NB - the Lowest Intermediate Balance Rule (Roscoe v Winder; Re Goldcorp Exchange)

  • Where T’ee adds own additional funds to mixed account, C may ONLY claim from fund total before the addition of the new funds, UNLESS T’ee added the new funds to replace C’s funds that they removed.
  • C cannot make any claim in tracing if in the intermediate period the account was exhausted (Bishopsgate Investment Management v Homan)
19
Q

T: Scenario - C funds withdrawn from mixed account (someone other that T’ees funds)

A

Remedies will vary DEPENDING ON THE BANK ACCOUNT TYPE.

SAVINGS ACCOUNT - remaining funds shared RATEABLY (in proportion to each part’s original contributions to the sum before dissipation (Re Diplock; Foskett v McKeown)

CURRENT ACCOUNT - “First In, First Out” rule (Re Clayton’s Case)

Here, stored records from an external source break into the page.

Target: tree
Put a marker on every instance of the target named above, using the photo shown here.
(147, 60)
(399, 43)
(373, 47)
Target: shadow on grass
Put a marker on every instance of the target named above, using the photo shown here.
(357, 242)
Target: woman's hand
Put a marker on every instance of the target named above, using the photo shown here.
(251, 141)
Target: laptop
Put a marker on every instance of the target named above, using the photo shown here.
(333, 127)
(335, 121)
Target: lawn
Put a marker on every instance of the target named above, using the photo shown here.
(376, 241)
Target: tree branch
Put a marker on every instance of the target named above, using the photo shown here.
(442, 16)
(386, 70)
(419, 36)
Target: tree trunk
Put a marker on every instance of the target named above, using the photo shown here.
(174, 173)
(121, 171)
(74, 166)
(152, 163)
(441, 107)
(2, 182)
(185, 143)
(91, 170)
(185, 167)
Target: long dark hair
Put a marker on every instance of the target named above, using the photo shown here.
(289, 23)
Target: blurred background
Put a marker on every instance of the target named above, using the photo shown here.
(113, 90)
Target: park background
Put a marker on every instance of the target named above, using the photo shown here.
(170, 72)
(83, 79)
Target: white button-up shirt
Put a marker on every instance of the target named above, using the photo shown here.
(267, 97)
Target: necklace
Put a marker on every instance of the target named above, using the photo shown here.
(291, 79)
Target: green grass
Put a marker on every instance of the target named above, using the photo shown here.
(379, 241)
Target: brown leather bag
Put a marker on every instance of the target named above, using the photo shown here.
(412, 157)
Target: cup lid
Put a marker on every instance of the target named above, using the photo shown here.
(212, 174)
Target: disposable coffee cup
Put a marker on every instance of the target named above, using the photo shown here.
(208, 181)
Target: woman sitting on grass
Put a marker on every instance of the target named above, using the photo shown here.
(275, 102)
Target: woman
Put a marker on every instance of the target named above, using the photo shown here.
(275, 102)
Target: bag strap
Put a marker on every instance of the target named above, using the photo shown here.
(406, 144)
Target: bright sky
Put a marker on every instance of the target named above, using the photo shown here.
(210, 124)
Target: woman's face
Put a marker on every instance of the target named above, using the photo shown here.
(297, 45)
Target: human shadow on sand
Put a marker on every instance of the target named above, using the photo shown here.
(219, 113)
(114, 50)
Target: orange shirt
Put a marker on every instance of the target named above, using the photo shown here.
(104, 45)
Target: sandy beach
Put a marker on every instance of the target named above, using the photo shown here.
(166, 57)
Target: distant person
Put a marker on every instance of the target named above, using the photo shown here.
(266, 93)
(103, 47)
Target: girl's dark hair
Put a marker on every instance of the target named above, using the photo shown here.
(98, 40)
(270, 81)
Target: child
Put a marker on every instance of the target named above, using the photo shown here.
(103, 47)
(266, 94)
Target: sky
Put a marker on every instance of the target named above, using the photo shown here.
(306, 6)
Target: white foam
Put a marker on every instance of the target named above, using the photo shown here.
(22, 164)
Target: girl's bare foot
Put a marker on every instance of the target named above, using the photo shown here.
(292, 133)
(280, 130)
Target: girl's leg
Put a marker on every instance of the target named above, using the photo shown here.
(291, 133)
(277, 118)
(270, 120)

  • whichever B’s money went into the account first is regarded as the first money to leave it.
  • will NOT apply where contrary to intention of Cs. impractical or causes injustice/is inequitable. (Barlow Clowes International v Vaughan)
  • – if rule doesn’t apply because of the above, funds split rateably (Russell-Cooke Trust Co v Prentis)

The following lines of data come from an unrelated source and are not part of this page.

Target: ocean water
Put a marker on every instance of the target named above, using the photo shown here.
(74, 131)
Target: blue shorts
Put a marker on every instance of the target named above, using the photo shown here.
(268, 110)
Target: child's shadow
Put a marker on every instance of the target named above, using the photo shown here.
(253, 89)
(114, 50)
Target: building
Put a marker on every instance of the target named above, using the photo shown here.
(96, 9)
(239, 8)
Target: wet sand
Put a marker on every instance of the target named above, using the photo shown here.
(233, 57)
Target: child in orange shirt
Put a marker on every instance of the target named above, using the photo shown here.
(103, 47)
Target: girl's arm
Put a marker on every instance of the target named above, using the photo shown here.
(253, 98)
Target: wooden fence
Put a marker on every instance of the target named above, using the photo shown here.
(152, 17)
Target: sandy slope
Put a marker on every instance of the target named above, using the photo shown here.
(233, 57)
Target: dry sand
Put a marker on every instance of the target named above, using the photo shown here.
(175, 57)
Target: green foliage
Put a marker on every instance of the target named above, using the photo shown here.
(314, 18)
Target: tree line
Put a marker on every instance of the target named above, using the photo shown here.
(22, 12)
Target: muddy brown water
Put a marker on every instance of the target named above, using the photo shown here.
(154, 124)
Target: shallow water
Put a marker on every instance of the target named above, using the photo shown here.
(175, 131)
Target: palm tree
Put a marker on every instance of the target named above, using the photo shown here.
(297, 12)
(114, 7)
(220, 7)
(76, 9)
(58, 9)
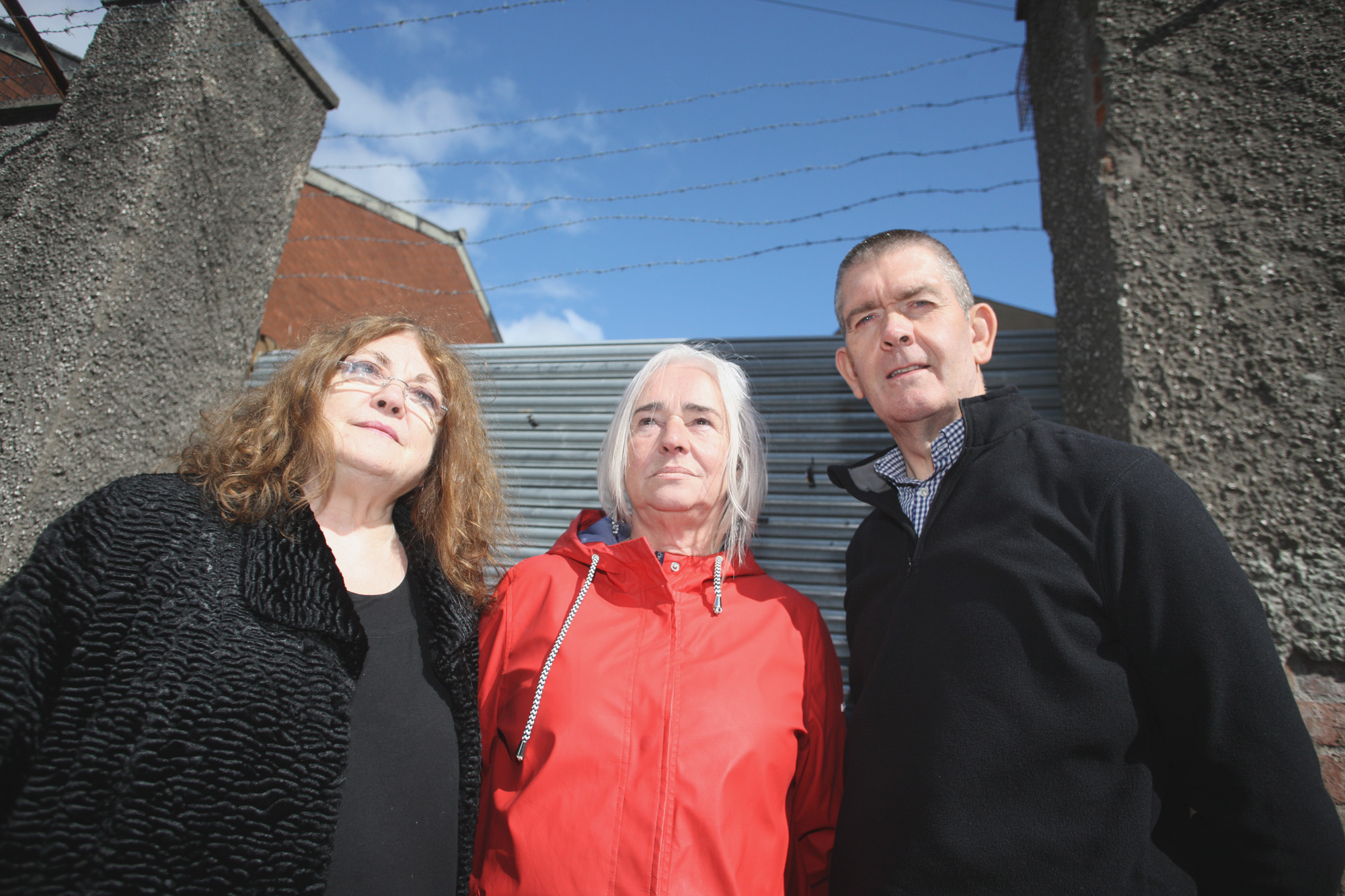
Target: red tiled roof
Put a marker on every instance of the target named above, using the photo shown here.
(22, 80)
(358, 261)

NB: where mix of T’ee AND multiple B’s money, starting point is always Presumption of Honesty, move to the above if T’ee money doesn’t cover it.

20
Q

LIABILITY OF STRANGERS

A

GR: C should sue the T’ee/D under personal/proprietary claim in order to recover loss.

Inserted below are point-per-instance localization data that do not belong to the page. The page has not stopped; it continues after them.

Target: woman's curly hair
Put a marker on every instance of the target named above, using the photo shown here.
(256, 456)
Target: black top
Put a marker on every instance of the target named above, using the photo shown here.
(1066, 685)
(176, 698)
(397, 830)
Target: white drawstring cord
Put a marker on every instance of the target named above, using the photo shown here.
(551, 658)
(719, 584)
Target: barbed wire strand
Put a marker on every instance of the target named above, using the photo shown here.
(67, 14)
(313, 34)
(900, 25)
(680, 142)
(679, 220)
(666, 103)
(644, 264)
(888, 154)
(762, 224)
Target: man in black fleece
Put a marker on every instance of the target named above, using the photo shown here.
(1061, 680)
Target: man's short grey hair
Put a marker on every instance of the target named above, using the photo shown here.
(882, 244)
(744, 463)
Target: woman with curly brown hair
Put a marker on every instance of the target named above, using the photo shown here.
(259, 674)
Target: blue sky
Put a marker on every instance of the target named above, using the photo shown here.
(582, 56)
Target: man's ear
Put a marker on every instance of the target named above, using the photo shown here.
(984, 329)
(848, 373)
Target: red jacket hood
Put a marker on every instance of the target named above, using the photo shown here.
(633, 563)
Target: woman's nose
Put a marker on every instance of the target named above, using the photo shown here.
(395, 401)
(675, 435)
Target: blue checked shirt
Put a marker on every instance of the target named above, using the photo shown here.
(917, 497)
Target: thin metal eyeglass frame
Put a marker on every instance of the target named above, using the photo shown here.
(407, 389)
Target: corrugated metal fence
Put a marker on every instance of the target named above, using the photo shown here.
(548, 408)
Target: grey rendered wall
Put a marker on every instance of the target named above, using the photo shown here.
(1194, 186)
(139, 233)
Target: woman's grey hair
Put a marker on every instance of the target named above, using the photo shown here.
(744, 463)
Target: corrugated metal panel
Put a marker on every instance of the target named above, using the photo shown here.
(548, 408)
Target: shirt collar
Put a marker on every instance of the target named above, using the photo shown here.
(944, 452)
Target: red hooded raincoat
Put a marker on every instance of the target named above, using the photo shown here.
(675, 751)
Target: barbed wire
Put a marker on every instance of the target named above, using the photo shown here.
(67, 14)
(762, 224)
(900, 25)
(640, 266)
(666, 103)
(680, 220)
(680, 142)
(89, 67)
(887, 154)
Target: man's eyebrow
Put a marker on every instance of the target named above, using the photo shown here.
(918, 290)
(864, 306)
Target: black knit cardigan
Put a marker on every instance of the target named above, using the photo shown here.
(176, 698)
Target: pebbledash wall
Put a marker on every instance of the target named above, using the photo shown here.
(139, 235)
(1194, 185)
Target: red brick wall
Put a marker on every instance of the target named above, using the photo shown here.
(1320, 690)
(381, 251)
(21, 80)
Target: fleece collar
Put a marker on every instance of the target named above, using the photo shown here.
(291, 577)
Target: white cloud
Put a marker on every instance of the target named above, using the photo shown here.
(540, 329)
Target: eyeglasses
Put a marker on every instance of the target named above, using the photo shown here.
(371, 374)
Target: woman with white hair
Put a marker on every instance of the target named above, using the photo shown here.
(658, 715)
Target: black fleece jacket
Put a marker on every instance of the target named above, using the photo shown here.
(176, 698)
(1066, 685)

BUT, where not possible, C may sue 3rd parties involved in the appropriation of funds/property if they were:

  • T’ees DE SON TORT, or
  • DISHONEST ASSISTANCE, or
  • KNOWING RECEIPT

A personal claim CANNOT be brought against an IV unless they knew it was trust property before they dissipated it (Re Montagu’s Settlement; Independent Trustee v GP Noble)

21
Q

LofS: T’EE DE SON TORT

A

Where a person interferes with or assumes the duties of a T’ee, may become a constructive T’ee and be liable in the event of a breach of trust (Mara v Browne)

22
Q

LofS: KNOWING RECEIPT

A

Def: 3rd party liability for receiving T property with KNOWLEDGE that it is RECEIVED IN BREACH OF T.

TEST: 3 REQs (El Ajou v Dollar Land Holdings per Hoffmann LJ):

  • Assets must be disposed of in breach of T/FidD.
  • Recipient must receive/purchase assets belonging to C that are TRACEABLE.
  • Recipient must KNOW that they have received/purchases assets as a result of breach of T/FidD.
  • – TEST: their state of knowledge must be such that it would be unconscionable for them to retain the benefit (BCCI Akindele). There is no requirement for dishonesty.
  • – Recipient may deal with the property as they like, provided that they don’t know it belongs to C (Independent Trustee Services; Re Montagu’s Settlement)
  • – Recipient need not be particularly rigorous in asking questions or be ‘unduly suspicious’ (El Ajou). Entitled to proceed on assumption of ‘dealing with honest men’ (Macmillan v Bishopsgate Investment Trust per Millett J)
23
Q

LofS: DISHONEST ASSISTANCE

A

Def: 3rd party liability for assisting in the breach of a T.

REQ:
- Breach of T/FidD must have been by someone other than the 3rd party

  • they must have provided ASSISTANCE in the breach
  • – Must be a causal link between their actions and the BREACH (NB the breach, not the loss (Grupo Torras v Al-Sabah (No. 5))). No defence to say it would have happened anyway (Balfron Trustees v Peterson)
  • – Assistance could be the facilitating of the breach, its preparation or concealing a breach.
  • – They need not fully understand the nature of T’ee’s duties (Ultraframe v Fielding)
  • They must have been ‘DISHONEST’
  • – TEST: did D act as an honest person would, taking into account their qualifications, expertise, knowledge, skill etc (Barlow Clowes v Eurotrust)
  • – NB both OBJ. and SUBJ. elements to the test.

Following would likely constitute dishonest assistance (Brunei Airlines v Tan per Lord Nicholl)

  • knowing participation in breach
  • deliberately not asking appropriate questions
  • deliberately being ignorant of a breach.